Although he’ll be promoting his new book, In Your Face (which teaches how to paint and draw facial expressions), at the Con, Martinez doesn’t seem thrilled with the direction the event has taken over the past 15 years.
“Now, it is less about comics and more about movies, toys and pop culture,” he says. “I’d like to see it become more about comics again, but I don’t see that happening anytime soon.”
Livio Ramondelli spends much of his time working on the Transformers comic for Bay Park-based IDW Publishing-and admits his five years in San Diego have transformed him.
“San Diego is terrific because of the sheer diversity of the various neighborhoods,” he says. “North Park looks completely different from La Jolla, which looks different than the Gaslamp. It can be inspiring to just drive around and study the various architecture as it changes along the way.”
Being a comic artist is a solitary job, so Ramondelli tries to get out of the house to hang out with fellow artists at comic coffee klatches at Rebecca’s in South Park. And he digs going to the Con.
“That week is certainly the biggest professional week out of the year,” he says. “More eyes are on your work than any other time, and it’s a great way to promote what you’re doing.

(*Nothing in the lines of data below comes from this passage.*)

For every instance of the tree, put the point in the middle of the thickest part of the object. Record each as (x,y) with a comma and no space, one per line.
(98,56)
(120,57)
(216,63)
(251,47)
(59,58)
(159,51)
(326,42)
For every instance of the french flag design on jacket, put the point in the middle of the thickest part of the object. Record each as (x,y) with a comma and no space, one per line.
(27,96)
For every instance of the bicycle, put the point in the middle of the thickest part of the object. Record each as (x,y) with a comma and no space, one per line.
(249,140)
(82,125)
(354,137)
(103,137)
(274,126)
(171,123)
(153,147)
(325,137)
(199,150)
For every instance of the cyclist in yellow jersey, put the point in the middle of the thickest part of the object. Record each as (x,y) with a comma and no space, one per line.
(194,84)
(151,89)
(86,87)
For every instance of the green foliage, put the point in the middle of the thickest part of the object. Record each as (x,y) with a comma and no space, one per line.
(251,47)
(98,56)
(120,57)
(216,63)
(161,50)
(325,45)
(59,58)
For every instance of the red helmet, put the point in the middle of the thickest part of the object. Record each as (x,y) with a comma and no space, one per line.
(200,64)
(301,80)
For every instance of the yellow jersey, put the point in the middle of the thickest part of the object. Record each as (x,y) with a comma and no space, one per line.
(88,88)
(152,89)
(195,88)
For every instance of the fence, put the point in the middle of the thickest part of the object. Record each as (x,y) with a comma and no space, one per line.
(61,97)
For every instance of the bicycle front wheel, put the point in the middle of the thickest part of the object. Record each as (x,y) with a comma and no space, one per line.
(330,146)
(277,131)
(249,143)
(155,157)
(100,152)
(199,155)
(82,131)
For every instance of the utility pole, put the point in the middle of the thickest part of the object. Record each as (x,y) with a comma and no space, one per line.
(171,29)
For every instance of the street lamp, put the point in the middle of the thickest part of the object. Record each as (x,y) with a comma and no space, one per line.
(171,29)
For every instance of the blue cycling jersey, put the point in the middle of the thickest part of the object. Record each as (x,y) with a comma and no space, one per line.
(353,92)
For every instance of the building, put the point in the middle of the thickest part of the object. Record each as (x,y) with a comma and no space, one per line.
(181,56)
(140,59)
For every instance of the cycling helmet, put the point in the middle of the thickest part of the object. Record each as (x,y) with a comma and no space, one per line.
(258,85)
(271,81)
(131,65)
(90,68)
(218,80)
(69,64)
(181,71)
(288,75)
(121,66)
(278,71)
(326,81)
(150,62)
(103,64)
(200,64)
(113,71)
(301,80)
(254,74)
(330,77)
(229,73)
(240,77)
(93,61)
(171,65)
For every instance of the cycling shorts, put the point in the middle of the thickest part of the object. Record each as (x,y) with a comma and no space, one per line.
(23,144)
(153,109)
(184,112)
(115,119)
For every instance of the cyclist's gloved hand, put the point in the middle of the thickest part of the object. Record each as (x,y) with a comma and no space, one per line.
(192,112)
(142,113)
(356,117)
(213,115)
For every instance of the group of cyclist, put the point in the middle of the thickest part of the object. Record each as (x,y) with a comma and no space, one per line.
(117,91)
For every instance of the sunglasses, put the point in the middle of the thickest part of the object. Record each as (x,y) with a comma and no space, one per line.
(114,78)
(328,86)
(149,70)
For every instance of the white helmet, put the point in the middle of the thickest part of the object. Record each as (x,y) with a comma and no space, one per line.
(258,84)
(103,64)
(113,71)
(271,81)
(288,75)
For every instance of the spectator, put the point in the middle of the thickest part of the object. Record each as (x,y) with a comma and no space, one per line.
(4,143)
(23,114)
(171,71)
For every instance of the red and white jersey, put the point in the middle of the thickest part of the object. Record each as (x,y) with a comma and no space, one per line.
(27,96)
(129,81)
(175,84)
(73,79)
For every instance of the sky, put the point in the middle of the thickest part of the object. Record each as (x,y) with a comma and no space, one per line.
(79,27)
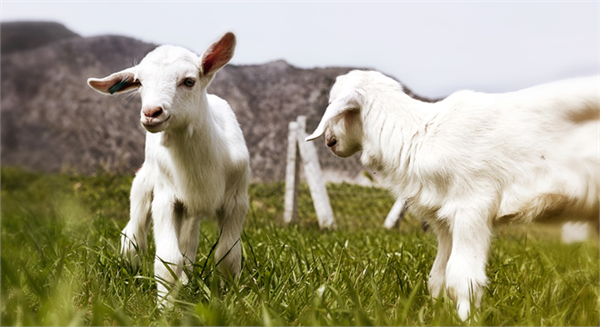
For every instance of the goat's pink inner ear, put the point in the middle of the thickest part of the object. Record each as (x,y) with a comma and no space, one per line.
(218,54)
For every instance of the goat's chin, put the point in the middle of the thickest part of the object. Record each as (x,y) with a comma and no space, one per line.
(343,153)
(153,126)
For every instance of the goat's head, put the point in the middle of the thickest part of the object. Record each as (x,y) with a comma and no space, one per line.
(342,121)
(172,82)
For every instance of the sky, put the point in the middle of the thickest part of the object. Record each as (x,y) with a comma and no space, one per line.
(434,48)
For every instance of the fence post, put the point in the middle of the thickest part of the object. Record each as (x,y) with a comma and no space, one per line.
(314,177)
(292,175)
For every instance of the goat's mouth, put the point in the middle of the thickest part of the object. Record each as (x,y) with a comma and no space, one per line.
(153,123)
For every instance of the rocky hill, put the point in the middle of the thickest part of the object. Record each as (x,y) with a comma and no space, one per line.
(52,121)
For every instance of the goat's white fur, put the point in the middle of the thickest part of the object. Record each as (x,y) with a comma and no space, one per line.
(472,161)
(196,165)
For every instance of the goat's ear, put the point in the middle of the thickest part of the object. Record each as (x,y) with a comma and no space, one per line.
(218,54)
(350,102)
(120,82)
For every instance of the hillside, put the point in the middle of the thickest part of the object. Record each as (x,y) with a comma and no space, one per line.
(52,121)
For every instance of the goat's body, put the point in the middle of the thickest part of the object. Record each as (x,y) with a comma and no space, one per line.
(204,164)
(474,160)
(544,162)
(196,165)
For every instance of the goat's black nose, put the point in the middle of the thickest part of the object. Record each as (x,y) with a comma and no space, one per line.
(152,112)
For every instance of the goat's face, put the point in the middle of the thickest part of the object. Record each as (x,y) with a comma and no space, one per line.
(171,81)
(342,122)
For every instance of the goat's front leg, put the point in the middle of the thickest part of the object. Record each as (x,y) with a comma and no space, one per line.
(166,235)
(437,276)
(135,234)
(465,271)
(231,220)
(189,237)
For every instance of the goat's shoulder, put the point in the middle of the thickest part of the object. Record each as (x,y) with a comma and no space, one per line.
(229,129)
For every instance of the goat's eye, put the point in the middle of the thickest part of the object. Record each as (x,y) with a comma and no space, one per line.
(189,82)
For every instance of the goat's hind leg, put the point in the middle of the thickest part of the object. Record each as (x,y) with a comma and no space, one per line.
(465,271)
(437,276)
(134,235)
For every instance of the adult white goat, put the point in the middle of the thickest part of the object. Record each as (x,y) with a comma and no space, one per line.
(196,159)
(472,161)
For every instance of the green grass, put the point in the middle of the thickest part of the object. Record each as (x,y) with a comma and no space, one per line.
(60,265)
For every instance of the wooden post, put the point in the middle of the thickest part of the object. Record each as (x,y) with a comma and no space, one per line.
(395,215)
(292,178)
(314,177)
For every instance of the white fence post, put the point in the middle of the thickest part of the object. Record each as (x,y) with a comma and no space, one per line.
(312,172)
(292,175)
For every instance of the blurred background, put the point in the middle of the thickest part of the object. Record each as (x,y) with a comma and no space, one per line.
(287,58)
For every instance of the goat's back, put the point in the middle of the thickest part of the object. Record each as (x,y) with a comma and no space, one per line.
(534,151)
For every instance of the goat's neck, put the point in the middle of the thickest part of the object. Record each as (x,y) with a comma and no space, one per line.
(392,125)
(196,139)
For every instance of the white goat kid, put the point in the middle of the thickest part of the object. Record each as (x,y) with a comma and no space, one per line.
(473,161)
(196,160)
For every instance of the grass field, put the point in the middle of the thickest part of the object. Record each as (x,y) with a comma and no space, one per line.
(60,265)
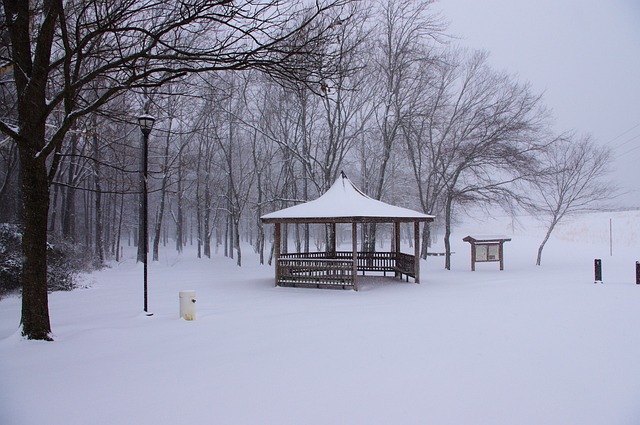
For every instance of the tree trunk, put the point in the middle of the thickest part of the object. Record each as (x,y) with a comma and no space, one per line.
(35,301)
(447,232)
(99,243)
(544,241)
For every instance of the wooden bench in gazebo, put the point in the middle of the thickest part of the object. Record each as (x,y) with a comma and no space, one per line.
(344,203)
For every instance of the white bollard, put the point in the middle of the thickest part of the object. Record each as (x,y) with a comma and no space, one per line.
(188,305)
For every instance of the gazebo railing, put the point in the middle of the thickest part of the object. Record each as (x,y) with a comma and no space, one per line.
(336,269)
(318,272)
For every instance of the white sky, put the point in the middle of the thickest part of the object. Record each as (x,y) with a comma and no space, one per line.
(584,55)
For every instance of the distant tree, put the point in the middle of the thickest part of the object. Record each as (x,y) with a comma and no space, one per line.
(575,181)
(57,50)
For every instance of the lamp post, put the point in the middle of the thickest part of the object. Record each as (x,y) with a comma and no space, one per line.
(146,124)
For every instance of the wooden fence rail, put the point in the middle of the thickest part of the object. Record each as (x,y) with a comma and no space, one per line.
(321,269)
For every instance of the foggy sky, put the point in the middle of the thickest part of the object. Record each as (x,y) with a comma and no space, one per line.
(583,55)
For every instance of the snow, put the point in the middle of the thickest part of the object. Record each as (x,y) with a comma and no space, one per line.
(528,345)
(344,200)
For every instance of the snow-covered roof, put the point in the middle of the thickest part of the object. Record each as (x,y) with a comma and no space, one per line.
(486,238)
(345,203)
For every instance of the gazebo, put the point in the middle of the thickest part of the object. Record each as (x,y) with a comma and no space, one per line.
(344,203)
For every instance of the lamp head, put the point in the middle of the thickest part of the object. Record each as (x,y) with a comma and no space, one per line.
(146,123)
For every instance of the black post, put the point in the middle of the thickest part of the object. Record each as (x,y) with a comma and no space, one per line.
(145,159)
(598,270)
(146,123)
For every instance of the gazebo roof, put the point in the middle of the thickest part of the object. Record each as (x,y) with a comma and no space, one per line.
(345,203)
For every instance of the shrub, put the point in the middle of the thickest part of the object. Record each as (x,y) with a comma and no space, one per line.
(64,262)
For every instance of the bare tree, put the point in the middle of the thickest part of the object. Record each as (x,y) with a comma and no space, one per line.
(481,137)
(126,44)
(405,29)
(575,181)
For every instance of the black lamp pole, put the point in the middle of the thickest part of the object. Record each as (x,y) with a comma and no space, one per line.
(146,124)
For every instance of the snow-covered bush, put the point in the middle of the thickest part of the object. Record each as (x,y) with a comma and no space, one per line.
(64,261)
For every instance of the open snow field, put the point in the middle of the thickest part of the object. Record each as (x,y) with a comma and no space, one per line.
(528,345)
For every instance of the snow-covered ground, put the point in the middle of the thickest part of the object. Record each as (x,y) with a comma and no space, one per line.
(528,345)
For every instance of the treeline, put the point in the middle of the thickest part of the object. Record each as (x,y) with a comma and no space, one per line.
(260,106)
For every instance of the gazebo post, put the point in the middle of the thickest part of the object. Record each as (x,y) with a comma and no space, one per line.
(416,250)
(354,245)
(396,244)
(276,249)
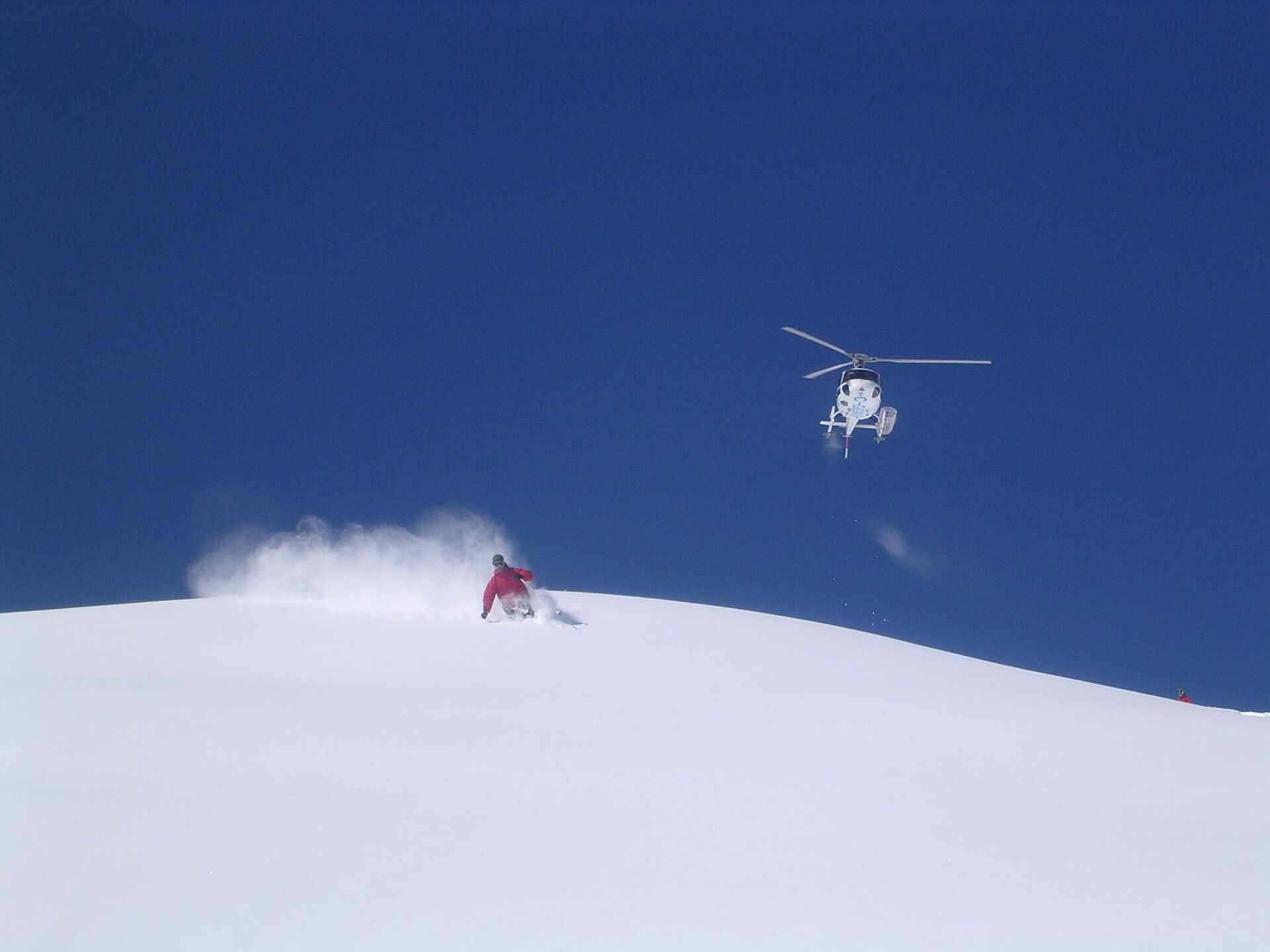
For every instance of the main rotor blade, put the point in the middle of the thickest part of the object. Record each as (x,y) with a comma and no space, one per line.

Also, it brings other professional friends to San Diego that I don’t get to see as often.”
Also playing at Comic-Con
Worst Cartoons Ever
Animation historian Jerry Beck hosts 90 minutes of the worst cartoons ever made, including “Super President,” a 1960s series about a superhero who is also the president.
Klingon Community Theater
San Diego is home to one of the largest Klingon populations in the U.S. Each year, the local community, or “Stranglehold,” performs an original play featuring authentic-looking costumes, spirited amateurish acting and references only a geek could appreciate.
WHAT: San Diego Comic-Con International
WHEN: July 12-15 (Preview Night July 11)
WHERE: San Diego Convention Center,
111 W. Harbor Dr., Downtown
HOW MUCH: Sold out for months, Dude!